Con un ultimo sguardo al quadro, procedetti verso le altre stanze finché non arrivai allo Studiolo, dove la musica del video acceso riempiva la stanza. Presi il telecomando, appoggiato sopra un'antica credenza, e spensi la televisione dallo schermo piatto. D'improvviso calò un silenzio tombale. Un silenzio completo, rotto solo dal lontano rumore delle auto che passavano su Corso Giovecca e dagli scricchiolii dei mobili. Era uno di quei silenzi che ti fanno sentire sola, che trasformano anche l'oggetto più banale in qualcosa di potenzialmente pauroso. Eppure era anche il silenzio più rumoroso che esista, quello che solo le antiche dimore hanno; quando il rumore del giorno, della vita del nostro presente se ne va, rimane quello del passato. Ogni oggetto sembra parlare, raccontare la sua storia, di tutte le persone che l'hanno toccato, che l'hanno usato. Che storia avrebbero raccontato le mura di quel palazzo? Di grandi balli e di amori, ma anche di tradimenti e cospirazioni, pettegolezzi. Sicuramente avevano custodito segreti, sconosciuti a tutti coloro che non avevano saputo ascoltare il loro silenzio.

Rimasi qualche minuto lì, a contemplare gli antichi mobili, gli affreschi e sentendo quel silenzio pesarmi sempre di più sulla schiena.
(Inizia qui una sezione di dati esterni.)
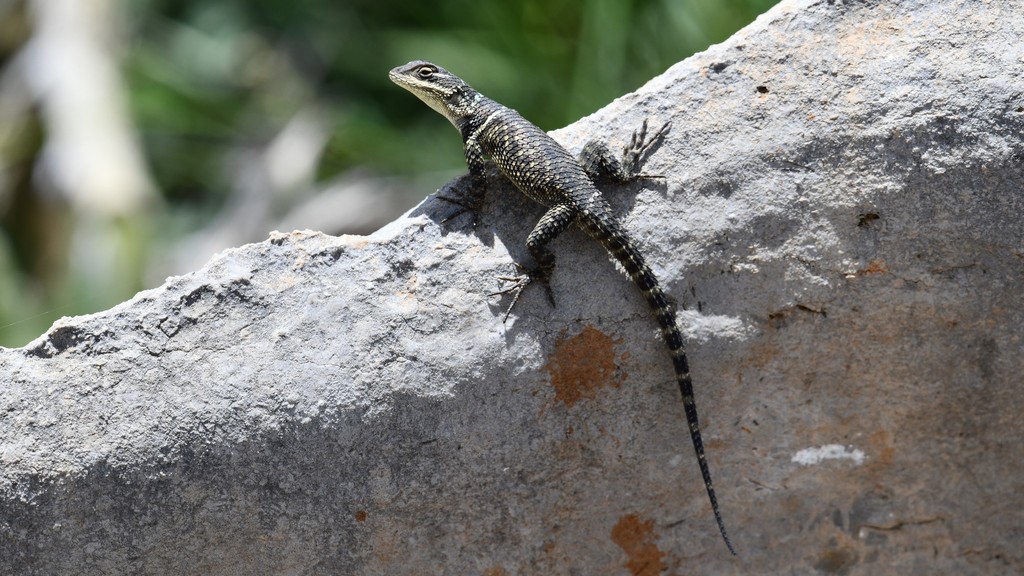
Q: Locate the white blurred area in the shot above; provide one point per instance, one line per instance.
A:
(76, 183)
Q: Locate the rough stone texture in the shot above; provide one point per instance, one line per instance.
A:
(842, 219)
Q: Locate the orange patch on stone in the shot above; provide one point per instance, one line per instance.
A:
(636, 538)
(582, 365)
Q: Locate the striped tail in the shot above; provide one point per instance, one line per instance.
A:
(617, 243)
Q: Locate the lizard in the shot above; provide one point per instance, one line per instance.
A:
(548, 173)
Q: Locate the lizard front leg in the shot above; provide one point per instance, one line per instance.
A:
(471, 188)
(602, 166)
(550, 225)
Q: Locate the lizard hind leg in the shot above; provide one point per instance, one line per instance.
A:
(550, 225)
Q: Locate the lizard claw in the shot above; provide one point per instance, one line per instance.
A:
(519, 283)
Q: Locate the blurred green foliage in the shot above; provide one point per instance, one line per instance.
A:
(208, 78)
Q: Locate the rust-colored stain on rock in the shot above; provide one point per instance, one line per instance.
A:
(582, 365)
(636, 538)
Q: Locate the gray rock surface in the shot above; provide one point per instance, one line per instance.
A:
(842, 219)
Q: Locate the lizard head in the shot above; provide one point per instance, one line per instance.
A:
(441, 90)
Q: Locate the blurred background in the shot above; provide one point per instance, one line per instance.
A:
(138, 137)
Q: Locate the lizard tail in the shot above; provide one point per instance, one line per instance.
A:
(619, 244)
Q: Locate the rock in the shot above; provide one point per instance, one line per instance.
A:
(842, 220)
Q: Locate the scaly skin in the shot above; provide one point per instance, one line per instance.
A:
(545, 171)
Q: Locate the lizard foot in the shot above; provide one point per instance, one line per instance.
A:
(519, 283)
(602, 166)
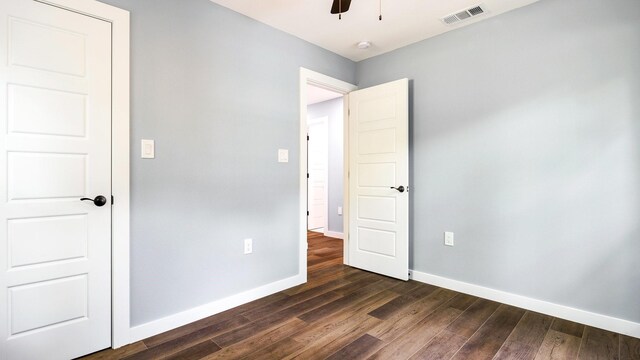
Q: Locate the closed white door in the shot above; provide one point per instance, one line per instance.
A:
(55, 119)
(379, 179)
(318, 150)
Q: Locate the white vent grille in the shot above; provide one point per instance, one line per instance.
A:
(464, 15)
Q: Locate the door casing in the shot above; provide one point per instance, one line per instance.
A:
(119, 19)
(317, 79)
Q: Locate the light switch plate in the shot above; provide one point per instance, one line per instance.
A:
(448, 238)
(283, 155)
(148, 150)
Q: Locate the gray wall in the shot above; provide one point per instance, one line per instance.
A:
(526, 143)
(334, 110)
(218, 92)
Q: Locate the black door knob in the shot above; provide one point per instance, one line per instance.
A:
(98, 201)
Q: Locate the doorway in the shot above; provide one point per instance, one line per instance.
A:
(322, 100)
(376, 174)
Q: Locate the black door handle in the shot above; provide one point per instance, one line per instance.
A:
(98, 201)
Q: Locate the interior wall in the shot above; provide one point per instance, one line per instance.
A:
(334, 110)
(217, 93)
(525, 142)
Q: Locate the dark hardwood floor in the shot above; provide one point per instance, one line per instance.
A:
(345, 313)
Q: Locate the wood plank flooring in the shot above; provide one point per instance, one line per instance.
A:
(346, 313)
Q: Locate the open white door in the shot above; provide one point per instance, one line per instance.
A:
(318, 153)
(379, 179)
(55, 135)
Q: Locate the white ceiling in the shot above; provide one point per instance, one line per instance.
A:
(404, 21)
(317, 94)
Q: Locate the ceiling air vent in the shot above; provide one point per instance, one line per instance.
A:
(463, 15)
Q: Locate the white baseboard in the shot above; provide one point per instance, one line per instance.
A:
(564, 312)
(334, 234)
(171, 322)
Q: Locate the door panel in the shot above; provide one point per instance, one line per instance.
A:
(55, 132)
(378, 161)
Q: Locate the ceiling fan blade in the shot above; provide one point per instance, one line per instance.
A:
(336, 7)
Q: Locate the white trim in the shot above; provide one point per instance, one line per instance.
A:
(334, 234)
(314, 78)
(159, 326)
(120, 156)
(345, 182)
(564, 312)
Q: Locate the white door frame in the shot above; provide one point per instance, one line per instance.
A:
(119, 157)
(314, 78)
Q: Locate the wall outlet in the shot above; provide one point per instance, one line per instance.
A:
(448, 238)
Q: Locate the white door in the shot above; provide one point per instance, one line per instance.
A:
(378, 163)
(318, 152)
(55, 119)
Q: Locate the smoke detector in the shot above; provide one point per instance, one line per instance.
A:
(464, 15)
(364, 45)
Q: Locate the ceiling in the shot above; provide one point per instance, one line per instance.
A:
(404, 21)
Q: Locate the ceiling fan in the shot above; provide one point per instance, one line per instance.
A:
(340, 6)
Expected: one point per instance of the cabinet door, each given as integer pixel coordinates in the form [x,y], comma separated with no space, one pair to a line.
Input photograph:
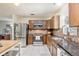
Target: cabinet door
[30,39]
[48,24]
[74,14]
[30,24]
[56,22]
[52,23]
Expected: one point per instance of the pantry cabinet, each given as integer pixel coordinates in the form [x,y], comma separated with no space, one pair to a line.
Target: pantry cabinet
[74,14]
[55,22]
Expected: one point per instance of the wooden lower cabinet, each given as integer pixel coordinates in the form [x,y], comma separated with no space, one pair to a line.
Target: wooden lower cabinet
[30,39]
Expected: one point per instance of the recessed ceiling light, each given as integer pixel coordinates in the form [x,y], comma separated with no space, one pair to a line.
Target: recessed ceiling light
[59,4]
[32,14]
[17,4]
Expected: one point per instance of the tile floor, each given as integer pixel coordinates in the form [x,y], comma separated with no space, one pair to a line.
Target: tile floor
[32,50]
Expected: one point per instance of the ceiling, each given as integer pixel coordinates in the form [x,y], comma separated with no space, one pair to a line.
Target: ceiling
[25,9]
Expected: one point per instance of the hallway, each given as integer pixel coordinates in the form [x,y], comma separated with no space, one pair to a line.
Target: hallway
[34,50]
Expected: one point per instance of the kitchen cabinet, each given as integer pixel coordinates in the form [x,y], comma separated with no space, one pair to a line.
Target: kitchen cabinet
[37,24]
[74,14]
[30,39]
[55,22]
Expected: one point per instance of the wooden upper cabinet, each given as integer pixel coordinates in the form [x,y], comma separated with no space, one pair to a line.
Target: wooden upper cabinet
[48,24]
[37,24]
[74,14]
[55,22]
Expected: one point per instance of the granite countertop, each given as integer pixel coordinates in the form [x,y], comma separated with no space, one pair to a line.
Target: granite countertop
[72,48]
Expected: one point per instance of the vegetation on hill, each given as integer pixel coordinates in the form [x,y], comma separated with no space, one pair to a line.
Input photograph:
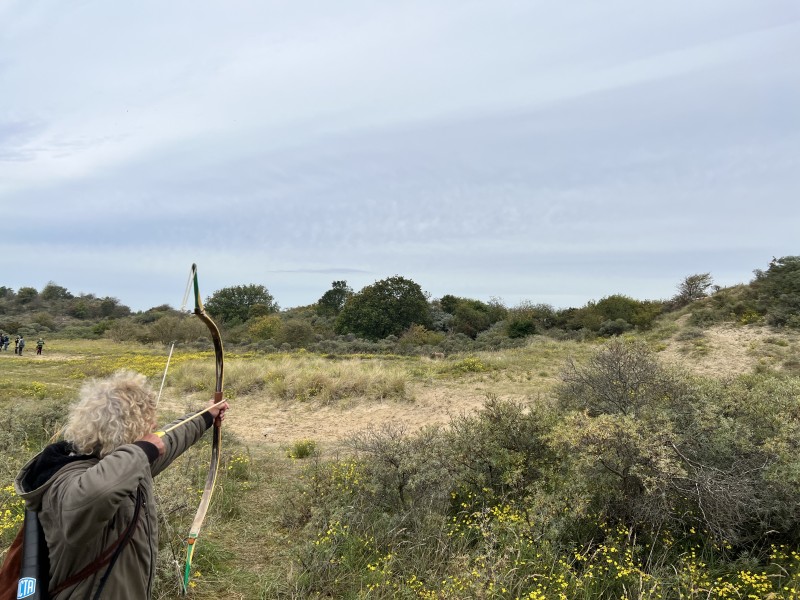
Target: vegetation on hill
[622,478]
[394,315]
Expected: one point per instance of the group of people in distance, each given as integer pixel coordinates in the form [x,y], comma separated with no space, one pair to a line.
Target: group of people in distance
[19,343]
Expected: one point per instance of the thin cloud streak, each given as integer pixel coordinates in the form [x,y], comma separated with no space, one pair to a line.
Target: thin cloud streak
[463,145]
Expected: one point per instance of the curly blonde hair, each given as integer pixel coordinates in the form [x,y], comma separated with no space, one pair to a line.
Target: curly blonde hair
[111,412]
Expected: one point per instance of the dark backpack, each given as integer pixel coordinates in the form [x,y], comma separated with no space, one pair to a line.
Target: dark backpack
[25,573]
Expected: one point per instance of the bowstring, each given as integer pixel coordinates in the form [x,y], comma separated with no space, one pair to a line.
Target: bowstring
[172,346]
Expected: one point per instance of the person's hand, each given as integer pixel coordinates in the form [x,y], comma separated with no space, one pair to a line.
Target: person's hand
[218,412]
[157,441]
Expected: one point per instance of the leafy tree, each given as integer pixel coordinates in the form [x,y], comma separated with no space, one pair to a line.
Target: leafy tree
[693,288]
[26,295]
[778,291]
[387,307]
[527,318]
[233,304]
[332,301]
[52,291]
[470,317]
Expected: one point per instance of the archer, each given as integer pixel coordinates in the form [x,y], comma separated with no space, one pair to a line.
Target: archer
[93,491]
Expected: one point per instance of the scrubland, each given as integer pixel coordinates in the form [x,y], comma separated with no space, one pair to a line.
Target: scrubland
[655,465]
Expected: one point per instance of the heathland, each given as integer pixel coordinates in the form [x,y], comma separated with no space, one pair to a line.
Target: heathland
[653,456]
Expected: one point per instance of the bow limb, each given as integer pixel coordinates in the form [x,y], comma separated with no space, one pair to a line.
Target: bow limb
[216,443]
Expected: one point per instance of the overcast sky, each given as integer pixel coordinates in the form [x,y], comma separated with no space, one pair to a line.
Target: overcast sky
[546,151]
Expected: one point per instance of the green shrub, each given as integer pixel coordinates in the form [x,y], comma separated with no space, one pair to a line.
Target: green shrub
[302,449]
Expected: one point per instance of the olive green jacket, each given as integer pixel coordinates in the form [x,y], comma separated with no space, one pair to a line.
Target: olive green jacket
[85,504]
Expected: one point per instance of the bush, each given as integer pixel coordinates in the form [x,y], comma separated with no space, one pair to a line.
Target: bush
[302,449]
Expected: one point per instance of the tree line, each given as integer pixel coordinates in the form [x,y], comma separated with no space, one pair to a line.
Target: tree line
[396,311]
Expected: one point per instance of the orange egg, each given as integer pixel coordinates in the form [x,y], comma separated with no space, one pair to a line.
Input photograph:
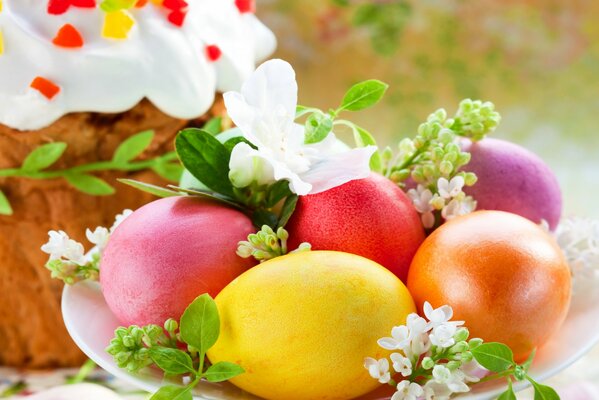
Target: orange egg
[502,274]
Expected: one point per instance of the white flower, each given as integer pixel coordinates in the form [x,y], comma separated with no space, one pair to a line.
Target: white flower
[439,316]
[120,218]
[400,339]
[421,198]
[60,245]
[407,391]
[265,112]
[449,189]
[99,237]
[378,369]
[401,364]
[442,335]
[457,207]
[454,380]
[434,390]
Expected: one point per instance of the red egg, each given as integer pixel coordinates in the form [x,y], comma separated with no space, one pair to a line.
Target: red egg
[169,252]
[369,217]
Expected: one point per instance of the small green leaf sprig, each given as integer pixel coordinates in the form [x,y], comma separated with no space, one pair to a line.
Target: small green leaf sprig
[36,164]
[68,261]
[135,348]
[434,161]
[267,244]
[434,357]
[207,159]
[359,97]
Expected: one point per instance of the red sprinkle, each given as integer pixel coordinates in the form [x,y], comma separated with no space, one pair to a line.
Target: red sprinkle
[84,3]
[45,87]
[57,7]
[174,4]
[177,17]
[213,52]
[68,36]
[246,6]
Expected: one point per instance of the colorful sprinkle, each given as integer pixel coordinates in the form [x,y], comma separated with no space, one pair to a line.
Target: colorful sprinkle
[177,17]
[57,7]
[213,52]
[117,5]
[175,4]
[246,6]
[84,3]
[68,36]
[117,25]
[46,87]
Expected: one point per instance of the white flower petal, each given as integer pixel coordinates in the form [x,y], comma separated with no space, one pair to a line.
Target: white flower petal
[340,168]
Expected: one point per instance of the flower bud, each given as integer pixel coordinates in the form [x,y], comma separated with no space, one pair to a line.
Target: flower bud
[427,363]
[171,325]
[453,365]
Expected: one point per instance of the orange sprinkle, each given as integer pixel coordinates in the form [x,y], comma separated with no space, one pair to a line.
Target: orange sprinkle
[68,36]
[45,86]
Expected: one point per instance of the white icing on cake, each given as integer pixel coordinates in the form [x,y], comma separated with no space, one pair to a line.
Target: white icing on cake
[159,61]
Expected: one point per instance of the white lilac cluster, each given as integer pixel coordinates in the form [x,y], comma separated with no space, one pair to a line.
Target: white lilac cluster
[449,199]
[68,259]
[431,356]
[579,240]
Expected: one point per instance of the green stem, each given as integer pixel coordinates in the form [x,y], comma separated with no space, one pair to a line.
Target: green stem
[93,167]
[497,376]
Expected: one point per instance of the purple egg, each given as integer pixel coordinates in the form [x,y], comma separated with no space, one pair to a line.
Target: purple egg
[513,179]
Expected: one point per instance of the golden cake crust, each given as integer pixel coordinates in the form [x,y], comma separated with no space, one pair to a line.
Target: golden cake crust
[31,323]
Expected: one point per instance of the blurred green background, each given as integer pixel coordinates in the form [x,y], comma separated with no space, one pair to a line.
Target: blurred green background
[538,61]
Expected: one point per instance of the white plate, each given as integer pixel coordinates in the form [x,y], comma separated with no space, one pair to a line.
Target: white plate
[91,325]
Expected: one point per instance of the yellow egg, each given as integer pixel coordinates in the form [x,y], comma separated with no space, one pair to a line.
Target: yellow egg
[302,324]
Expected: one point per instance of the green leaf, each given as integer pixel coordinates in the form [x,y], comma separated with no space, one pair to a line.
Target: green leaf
[495,357]
[277,192]
[364,138]
[173,393]
[206,158]
[264,217]
[214,126]
[287,210]
[363,95]
[172,361]
[149,188]
[509,393]
[133,147]
[543,392]
[528,363]
[234,141]
[200,324]
[210,195]
[169,170]
[318,126]
[5,207]
[43,156]
[223,371]
[89,184]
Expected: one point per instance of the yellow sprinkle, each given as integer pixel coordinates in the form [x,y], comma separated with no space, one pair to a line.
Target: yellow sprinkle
[117,25]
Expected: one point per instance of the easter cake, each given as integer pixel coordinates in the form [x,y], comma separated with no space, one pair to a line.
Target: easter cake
[77,79]
[296,266]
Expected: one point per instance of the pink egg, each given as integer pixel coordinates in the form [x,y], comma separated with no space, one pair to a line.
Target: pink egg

Ogni secondo diventava sempre più opprimente; mi sentivo piccola, come se mi trovassi nella pancia di un mostro, in balia del suo appetito. Sentii il cuore aumentare il suo battito.

Arrivai fino all'ultima stanza, la Saletta degli Armadi, e poi tornai indietro, per chiudere le porte tra le diverse sale.

Poi, quando ritornai alla Sala delle Imprese, buttai un'ultima volta l'occhio verso il dipinto di Marfisa. Rimasi pietrificata.

All'inizio pensai di aver visto male, ma poi tornai a guardare e non ebbi più dubbi: aveva cambiato espressione. C'era un ghigno sul suo viso grazioso. Gli occhi erano più lucenti, più furbi; non c'era più gentilezza.

Non era possibile. Dovevo essermi sbagliata prima, quando l'avevo guardata e la volta prima ancora, quando Roberta mi aveva portata a fare il giro del museo. Un dipinto non poteva cambiare nel giro di così poco tempo. Eppure il suo ghigno era lì, davanti ai miei occhi e quel dato di fatto mi faceva battere il cuore all'impazzata.

Non feci in tempo a rifletterci ulteriormente che un rumore proveniente dalle mie spalle mi fece rizzare i capelli in testa. Un ticchettio, come di passi sul pavimento liscio. Mi voltai di scatto, ma non c'era nessuno né in quella stanza né in quella precedente. Eppure mi era sembrato vicino, fin troppo vicino.«Chi è là? C'è qualcuno?», urlai , con la paura che traspariva nella mia voce, ma non mi rispose altro che il rimbombo delle mie parole.

Quando voltai di nuovo lo sguardo verso il dipinto, l'espressione di Marfisa era tornata normale, gentile come sempre, come se il ghigno fosse stato qualcosa di fugace.

Decisi di non pensare più o il cuore mi sarebbe scoppiato nel petto. Chiusi le ultime porte, attivai l'allarme, presi la mia roba e corsi via alla velocità della luce.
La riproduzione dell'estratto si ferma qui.